VALID_INDICES = np.array(
    [
        0x8075FFFFFFFFFFF,
        0x81757FFFFFFFFFF,
        0x82754FFFFFFFFFF,
        0x83754EFFFFFFFFF,
        0x84754A9FFFFFFFF,
        0x85754E67FFFFFFF,
        0x86754E64FFFFFFF,
        0x87754E64DFFFFFF,
        0x88754E6499FFFFF,
        0x89754E64993FFFF,
        0x8A754E64992FFFF,
        0x8B754E649929FFF,
        0x8C754E649929DFF,
        0x8D754E64992D6FF,
        0x8E754E64992D6DF,
        0x8F754E64992D6D8,
    ],
    dtype=np.uint64,
)

hex_str = h3_to_str(VALID_INDICES)
large_hex_str = np.repeat(hex_str, 10000)

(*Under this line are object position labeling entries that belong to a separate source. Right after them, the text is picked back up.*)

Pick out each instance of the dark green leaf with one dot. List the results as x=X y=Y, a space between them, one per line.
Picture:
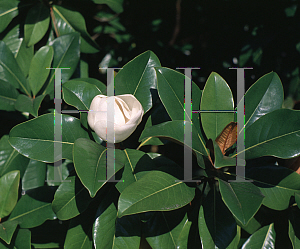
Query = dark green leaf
x=51 y=181
x=80 y=95
x=159 y=115
x=138 y=78
x=67 y=21
x=34 y=208
x=90 y=164
x=105 y=222
x=20 y=239
x=272 y=135
x=66 y=55
x=7 y=230
x=36 y=24
x=217 y=227
x=10 y=70
x=165 y=229
x=216 y=96
x=9 y=185
x=34 y=176
x=263 y=238
x=97 y=83
x=277 y=184
x=128 y=232
x=8 y=96
x=294 y=231
x=13 y=39
x=172 y=130
x=35 y=138
x=10 y=159
x=23 y=56
x=71 y=199
x=28 y=104
x=220 y=159
x=9 y=9
x=38 y=71
x=171 y=87
x=242 y=198
x=115 y=5
x=136 y=165
x=264 y=96
x=79 y=234
x=143 y=195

%timeit parsed_loop = np.array([int(h, 16) for h in large_hex_str])
# 20.3 ms ± 886 μs per loop (mean ± std. dev. of 7 runs, 10 loops each)

%timeit parsed_h3_api = np.array([h3.str_to_int(h) for h in large_hex_str])
# 26.9 ms ± 200 μs per loop (mean ± std. dev. of 7 runs, 10 loops each)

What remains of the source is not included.